Anyone who has boarded flights out of John F. Kennedy, LaGuardia or Newark airports will agree. Asian airport infrastructure, from Singapore to Dubai, is far superior.
US roads and bridges are also in a state of disrepair. The American railway network, Amtrak, is a shambles. Bullet trains in the world’s largest economy are unheard of. The New York subway is shambolic as well.
Now the McKinsey Global Institute (MGI) has shed light on the reasons for this sorry state of affairs. According to the firm’s report published recently, “China spends more on economic infrastructure annually than North America and Western Europe combined.”
Infrastructure spending is, in fact, falling across the industrialised world: the US, Britain, Australia and Italy.
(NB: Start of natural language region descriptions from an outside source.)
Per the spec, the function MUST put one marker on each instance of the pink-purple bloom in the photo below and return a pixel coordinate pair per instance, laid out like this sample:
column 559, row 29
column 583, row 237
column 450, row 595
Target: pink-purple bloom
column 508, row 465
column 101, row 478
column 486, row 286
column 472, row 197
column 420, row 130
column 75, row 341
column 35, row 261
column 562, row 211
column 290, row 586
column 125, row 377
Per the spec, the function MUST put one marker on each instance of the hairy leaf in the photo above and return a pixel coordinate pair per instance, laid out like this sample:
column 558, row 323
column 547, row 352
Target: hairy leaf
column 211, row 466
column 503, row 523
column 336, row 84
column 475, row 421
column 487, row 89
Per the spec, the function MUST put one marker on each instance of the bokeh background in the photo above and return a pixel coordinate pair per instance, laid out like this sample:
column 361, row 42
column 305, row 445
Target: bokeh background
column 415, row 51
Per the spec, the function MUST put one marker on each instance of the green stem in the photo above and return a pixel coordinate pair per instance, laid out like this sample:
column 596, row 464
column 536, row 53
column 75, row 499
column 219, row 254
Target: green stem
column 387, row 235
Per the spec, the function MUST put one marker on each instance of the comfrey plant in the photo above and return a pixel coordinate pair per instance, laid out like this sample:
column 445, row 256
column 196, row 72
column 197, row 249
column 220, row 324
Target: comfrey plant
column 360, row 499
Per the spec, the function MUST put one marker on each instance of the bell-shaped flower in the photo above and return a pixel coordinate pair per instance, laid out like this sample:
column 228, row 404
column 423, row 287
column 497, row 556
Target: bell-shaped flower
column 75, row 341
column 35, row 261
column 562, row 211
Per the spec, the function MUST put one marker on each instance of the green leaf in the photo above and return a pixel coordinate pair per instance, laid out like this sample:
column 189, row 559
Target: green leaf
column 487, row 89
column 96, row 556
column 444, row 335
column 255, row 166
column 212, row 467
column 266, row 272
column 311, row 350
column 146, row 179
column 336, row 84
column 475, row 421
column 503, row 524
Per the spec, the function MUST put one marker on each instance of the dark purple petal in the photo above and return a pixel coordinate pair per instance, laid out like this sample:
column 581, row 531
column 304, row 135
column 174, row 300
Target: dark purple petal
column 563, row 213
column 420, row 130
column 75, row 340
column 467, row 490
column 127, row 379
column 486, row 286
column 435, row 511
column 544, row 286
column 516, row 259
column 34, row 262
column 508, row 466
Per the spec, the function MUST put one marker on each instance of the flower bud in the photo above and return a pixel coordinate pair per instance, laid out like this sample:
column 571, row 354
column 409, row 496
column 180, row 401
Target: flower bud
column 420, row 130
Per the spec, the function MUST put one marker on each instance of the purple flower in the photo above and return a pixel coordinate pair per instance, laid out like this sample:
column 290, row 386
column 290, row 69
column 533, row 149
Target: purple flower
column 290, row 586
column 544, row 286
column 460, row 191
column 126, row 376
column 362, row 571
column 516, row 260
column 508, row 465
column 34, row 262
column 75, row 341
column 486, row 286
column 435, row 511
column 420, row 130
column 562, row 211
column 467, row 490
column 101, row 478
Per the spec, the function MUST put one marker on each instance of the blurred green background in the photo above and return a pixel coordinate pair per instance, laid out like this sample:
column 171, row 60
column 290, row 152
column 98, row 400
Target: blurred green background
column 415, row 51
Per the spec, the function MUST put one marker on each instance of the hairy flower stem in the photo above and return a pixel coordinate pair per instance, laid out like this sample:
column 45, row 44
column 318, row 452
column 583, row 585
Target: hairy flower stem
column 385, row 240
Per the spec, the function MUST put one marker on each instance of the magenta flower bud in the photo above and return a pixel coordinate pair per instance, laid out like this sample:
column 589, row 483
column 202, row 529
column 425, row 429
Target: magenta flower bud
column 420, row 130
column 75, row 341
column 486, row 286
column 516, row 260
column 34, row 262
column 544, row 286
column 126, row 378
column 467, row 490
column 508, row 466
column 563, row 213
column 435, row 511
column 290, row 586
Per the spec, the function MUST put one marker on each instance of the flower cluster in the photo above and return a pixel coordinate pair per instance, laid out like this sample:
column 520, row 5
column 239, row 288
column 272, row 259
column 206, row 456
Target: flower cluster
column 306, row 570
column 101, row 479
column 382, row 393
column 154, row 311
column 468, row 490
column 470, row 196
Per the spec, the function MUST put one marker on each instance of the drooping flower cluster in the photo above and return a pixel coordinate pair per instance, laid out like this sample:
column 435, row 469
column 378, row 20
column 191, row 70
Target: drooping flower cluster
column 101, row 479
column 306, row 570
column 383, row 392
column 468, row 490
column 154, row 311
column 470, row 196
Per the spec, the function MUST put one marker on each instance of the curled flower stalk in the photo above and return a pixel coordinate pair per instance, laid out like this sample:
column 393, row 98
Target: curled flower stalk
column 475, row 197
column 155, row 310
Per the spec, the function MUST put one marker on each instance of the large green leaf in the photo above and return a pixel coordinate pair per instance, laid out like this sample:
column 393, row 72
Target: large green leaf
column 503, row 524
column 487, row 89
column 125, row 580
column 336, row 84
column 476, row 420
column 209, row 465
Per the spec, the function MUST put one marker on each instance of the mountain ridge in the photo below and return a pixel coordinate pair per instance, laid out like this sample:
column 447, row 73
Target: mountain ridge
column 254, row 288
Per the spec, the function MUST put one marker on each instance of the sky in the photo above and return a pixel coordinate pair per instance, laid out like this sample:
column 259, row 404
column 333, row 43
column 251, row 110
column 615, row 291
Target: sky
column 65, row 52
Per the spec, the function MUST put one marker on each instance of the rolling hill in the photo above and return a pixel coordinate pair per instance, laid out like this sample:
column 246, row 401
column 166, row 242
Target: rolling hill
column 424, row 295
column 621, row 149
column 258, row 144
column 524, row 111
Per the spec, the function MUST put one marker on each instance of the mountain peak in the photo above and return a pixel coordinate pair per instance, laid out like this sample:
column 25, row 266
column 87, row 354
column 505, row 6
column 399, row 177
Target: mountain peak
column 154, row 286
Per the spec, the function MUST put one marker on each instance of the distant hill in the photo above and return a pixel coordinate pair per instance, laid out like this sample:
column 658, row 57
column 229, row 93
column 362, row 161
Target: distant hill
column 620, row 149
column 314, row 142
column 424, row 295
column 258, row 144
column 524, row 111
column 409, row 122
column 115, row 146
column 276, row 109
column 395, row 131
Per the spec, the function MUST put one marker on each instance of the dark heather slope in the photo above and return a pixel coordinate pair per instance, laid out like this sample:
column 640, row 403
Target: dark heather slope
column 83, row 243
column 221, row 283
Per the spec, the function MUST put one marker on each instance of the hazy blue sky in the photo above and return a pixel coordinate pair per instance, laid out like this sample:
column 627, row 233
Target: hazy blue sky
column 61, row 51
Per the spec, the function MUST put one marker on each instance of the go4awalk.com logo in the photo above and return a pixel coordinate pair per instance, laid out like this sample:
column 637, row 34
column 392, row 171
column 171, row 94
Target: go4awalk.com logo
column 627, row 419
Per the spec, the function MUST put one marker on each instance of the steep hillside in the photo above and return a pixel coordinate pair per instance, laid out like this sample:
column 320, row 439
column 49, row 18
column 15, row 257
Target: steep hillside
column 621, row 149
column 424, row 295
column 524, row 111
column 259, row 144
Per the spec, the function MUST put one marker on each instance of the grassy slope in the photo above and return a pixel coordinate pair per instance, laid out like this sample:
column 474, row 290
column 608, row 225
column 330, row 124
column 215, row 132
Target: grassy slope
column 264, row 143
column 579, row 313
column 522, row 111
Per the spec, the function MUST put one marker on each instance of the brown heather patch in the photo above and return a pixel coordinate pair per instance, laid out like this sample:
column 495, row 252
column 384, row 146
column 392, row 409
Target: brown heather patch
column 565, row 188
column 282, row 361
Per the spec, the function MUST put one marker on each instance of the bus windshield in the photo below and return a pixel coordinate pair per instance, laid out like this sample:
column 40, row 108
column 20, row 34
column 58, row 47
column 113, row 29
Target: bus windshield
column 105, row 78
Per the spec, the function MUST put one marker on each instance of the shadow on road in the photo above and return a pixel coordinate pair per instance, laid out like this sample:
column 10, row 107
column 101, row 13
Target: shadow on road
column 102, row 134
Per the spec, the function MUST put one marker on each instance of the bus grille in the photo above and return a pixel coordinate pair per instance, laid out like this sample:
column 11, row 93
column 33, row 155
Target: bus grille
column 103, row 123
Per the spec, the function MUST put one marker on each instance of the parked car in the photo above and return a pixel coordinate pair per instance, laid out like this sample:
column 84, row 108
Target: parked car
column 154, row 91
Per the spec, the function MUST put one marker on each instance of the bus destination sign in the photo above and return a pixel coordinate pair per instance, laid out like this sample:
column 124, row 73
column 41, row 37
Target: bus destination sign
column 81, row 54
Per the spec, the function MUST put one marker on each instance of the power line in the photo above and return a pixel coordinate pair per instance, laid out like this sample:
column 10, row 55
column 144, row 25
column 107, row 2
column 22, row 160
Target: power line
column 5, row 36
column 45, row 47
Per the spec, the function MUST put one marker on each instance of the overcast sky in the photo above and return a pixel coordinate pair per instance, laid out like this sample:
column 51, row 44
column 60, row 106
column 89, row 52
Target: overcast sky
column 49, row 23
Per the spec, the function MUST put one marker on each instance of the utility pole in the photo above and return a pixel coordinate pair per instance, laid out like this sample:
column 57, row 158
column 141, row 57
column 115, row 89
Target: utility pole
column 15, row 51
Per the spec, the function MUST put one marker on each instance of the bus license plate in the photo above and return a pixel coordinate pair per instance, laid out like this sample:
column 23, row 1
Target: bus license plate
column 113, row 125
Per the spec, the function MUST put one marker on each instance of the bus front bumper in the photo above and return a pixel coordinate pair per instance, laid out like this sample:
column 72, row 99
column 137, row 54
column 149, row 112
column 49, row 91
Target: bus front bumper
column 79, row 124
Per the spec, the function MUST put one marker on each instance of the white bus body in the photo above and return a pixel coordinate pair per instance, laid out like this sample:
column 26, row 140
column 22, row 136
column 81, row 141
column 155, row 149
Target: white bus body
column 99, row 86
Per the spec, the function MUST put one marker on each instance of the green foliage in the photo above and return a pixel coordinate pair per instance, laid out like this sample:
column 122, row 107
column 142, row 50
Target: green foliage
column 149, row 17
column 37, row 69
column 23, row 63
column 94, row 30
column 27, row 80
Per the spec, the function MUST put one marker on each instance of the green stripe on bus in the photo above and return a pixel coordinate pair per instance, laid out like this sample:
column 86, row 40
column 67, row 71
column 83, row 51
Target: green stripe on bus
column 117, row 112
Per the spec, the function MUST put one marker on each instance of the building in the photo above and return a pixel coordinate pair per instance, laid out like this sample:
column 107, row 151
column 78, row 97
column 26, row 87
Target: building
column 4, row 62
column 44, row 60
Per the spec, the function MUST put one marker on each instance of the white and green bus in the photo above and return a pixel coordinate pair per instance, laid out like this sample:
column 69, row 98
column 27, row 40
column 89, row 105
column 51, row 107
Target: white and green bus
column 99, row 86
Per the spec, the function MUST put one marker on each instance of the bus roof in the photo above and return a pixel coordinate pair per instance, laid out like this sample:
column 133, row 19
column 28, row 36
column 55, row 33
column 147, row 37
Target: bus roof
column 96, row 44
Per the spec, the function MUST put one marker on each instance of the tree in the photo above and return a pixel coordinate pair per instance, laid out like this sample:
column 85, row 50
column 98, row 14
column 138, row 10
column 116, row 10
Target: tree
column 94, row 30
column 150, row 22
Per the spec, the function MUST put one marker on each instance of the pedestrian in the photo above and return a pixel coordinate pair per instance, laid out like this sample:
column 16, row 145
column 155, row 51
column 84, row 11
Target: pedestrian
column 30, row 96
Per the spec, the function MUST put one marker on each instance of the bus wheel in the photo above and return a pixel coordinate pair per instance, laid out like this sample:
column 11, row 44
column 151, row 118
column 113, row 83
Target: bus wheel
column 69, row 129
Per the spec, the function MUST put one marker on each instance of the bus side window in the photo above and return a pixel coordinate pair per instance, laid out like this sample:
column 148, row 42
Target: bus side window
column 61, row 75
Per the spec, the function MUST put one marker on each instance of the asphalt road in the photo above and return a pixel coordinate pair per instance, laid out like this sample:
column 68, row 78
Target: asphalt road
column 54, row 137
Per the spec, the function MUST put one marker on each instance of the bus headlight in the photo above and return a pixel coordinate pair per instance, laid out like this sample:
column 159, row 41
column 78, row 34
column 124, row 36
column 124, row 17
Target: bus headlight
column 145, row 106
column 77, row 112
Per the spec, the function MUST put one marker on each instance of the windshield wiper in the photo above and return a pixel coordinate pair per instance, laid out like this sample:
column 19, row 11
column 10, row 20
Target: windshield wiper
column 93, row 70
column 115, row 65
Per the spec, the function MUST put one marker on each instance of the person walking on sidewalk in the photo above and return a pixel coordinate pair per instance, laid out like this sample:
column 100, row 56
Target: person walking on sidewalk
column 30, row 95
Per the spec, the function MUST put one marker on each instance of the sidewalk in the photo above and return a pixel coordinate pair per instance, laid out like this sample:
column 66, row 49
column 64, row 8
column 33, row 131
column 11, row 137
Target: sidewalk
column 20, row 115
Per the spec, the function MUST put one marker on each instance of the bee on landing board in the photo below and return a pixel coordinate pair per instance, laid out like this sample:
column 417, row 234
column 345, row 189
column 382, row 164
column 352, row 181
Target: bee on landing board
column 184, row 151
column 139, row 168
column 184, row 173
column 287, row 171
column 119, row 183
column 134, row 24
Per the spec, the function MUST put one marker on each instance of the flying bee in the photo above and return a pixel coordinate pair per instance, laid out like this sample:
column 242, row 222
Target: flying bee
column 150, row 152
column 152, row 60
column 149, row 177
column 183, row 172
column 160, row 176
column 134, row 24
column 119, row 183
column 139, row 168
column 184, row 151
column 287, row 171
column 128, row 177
The exceptions are Japan, Germany and China.
Let’s mine the data. In the 21-year period between 1992 and 2013 China spent an average of 8.6 per cent of GDP every year on infrastructure. India did relatively well with an average annual expenditure on infrastructure of 4.9 per cent of GDP.
This was during the post-1991 economic reforms period when liberalisation encouraged foreign direct investment (FDI) in infrastructure. Public private partnerships (PPP) also took off, especially in highways and other civic projects.
In contrast, the US spent an annual average of 2.5 per cent of GDP on infrastructure during this 21-year period – less than a third of China’s average spend. (America’s larger economy though obviously made absolute expenditure in the US higher.) Western Europe and Latin America too spent just 2.5 per cent and 2.4 per cent of GDP respectively on average every year on infrastructure.
The downside of China’s infra splurge is the phalanx of overbuilt infrastructure – empty buildings, closed malls and entire ghost towns. With the Chinese economy in trouble, a banking and real estate crisis looms. Infra spending is likely to slow as demand catches up only gradually with supply.
The McKinsey report suggests greater private investment in infra-deficit countries like India. That is exactly what Transport Minister Nitin Gadkari is doing. His ministry is currently building 27 km of roads and highways a day. The target is 30-35 km a day by 2017.
India’s new FDI liberalisation norms in the aviation sector will boost both brownfield and greenfield airports. Private investment in airports in Mumbai, New Delhi and Hyderabad over the past few years has transformed travellers’ experiences and boosted tourism.
Trump is right to bemoan JFK airport’s crumbling terminals. America needs to play catch-up with Asia across a swathe of infra sectors. De-industrialisation has hit America hard. Cities like Detroit, once the nerve centre of the American automobile industry, have lost over half their population during the last two decades. Jobs in industry are shrinking. Downtown areas in many US cities present a picture of desolation and crime.
It is this angst among America’s middle-class that Trump is tapping into. It could impact the forthcoming US presidential election in unpredictable ways.